Thank you all in advance for the help!
Your numbers are not integers so the conversion to int fails.
Try using float(i) instead of int(i) to convert into floating point numbers instead.
>>> int('1.5')
Traceback (most recent call last):
File "<pyshell#1>", line 1, in <module>
int('1.5')
ValueError: invalid literal for int() with base 10: '1.5'
>>> float('1.5')
1.5
Other answers have said why your script fails, however, there is another issue here - you are massively reinventing the wheel.
This whole thing can be done in a couple of lines using the csv module and a list comprehension:
import csv
with open("test.csv") as file:
data = csv.reader(file)
next(data)
print([[float(x) for x in line[1:]] for line in data])
Gives us:
[[-1.24344945, 4.84291601], [-2.40876842, 4.38153362], [-3.42273545, 3.6448431], [-4.22163963, 2.67913389], [-4.7552824, 1.54508495], [-4.99013376, -0.313952595], [-4.7552824, -1.54508495], [-4.22163963, -2.67913389], [-3.42273545, -3.6448431]]
We open the file, make a csv.reader() to parse the csv file, skip the header row, then make a list of the numbers parsed as floats, ignoring the first column.
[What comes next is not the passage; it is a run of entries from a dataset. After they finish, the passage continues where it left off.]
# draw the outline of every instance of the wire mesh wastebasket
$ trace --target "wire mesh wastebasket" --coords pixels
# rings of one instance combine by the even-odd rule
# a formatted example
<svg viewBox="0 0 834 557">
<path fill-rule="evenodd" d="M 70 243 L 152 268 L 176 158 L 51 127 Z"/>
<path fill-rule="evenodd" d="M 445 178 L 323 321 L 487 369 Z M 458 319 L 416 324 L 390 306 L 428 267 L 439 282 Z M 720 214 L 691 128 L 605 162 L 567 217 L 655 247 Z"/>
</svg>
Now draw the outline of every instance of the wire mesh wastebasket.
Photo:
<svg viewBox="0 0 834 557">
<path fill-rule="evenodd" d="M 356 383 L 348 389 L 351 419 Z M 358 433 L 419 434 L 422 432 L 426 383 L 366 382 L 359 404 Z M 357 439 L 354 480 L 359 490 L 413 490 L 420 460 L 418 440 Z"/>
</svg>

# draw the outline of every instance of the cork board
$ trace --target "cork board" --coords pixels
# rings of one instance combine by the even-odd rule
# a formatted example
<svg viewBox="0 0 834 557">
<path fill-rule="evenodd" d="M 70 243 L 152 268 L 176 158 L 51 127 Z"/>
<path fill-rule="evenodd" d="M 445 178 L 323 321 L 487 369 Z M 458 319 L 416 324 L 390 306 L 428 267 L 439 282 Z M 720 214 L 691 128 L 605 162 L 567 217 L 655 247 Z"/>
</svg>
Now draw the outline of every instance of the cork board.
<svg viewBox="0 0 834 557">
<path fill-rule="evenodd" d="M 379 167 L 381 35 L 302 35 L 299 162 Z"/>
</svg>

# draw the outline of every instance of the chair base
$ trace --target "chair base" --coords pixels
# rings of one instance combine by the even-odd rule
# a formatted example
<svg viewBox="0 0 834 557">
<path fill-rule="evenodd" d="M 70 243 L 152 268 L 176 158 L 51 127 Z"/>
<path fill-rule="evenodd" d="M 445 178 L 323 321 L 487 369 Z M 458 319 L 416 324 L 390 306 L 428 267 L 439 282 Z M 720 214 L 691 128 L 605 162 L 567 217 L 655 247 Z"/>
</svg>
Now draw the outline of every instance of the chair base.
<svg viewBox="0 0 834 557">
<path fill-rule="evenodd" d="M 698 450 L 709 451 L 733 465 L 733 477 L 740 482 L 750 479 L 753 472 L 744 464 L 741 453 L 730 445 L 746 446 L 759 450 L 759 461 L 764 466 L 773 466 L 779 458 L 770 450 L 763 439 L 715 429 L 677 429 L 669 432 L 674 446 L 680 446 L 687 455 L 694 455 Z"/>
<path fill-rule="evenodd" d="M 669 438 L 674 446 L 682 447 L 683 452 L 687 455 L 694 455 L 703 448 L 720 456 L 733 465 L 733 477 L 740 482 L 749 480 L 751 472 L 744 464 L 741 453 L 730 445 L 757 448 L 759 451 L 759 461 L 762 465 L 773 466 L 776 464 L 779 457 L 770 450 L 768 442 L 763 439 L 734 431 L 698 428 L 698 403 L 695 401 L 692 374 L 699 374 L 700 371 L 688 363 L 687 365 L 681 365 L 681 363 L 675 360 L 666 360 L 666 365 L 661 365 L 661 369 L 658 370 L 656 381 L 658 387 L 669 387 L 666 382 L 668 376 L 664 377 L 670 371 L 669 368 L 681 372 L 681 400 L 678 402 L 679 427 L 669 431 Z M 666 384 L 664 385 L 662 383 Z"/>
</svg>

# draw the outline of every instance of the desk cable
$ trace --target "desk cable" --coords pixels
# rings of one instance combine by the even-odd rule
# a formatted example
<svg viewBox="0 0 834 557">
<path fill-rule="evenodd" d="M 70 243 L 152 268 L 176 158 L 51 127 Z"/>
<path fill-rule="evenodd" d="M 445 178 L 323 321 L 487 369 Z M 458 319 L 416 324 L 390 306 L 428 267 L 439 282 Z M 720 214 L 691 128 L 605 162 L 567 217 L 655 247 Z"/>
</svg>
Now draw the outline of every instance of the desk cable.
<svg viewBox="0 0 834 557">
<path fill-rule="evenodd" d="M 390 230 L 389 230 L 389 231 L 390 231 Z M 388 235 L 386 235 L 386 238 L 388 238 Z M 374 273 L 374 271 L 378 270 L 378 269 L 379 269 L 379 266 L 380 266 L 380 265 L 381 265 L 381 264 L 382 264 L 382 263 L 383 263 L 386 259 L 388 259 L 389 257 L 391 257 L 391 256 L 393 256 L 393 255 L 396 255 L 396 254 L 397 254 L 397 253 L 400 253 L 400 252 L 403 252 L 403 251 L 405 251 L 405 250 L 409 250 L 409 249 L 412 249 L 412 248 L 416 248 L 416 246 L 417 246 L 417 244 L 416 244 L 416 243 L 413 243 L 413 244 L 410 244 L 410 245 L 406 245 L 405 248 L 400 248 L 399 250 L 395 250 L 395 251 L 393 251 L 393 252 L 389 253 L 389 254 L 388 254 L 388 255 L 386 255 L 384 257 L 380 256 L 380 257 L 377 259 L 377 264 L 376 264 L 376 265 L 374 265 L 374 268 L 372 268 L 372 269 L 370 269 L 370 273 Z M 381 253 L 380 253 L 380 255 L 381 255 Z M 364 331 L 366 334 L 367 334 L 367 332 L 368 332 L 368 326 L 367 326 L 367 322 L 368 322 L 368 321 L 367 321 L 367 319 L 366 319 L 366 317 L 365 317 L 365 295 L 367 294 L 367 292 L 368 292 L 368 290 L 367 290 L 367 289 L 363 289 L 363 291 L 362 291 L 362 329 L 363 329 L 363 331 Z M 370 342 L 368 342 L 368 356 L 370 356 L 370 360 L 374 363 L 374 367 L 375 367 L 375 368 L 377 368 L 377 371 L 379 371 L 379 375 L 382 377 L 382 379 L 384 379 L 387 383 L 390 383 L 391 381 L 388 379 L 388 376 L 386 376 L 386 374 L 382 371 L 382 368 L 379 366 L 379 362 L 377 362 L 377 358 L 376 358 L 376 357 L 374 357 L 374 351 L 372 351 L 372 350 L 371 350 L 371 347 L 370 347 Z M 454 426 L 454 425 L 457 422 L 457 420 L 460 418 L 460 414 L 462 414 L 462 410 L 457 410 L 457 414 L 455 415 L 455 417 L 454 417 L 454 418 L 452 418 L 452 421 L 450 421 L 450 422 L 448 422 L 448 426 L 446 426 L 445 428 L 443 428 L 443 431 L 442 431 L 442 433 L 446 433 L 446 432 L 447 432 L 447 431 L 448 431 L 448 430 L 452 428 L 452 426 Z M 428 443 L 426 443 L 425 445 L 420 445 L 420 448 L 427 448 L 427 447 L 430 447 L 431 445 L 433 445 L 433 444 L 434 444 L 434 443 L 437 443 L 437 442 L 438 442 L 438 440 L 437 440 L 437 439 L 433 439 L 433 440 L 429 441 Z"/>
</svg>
As pointed out in the comments, as you are dealing with a lot of data, you may wish to iterate over the data lazily. While making a list is good to test the output, in general, you probably want a generator rather than a list. E.g:
([float(x) for x in line[1:]] for line in data)
Note that the file will need to remain open while you utilize this generator (remain inside the with block).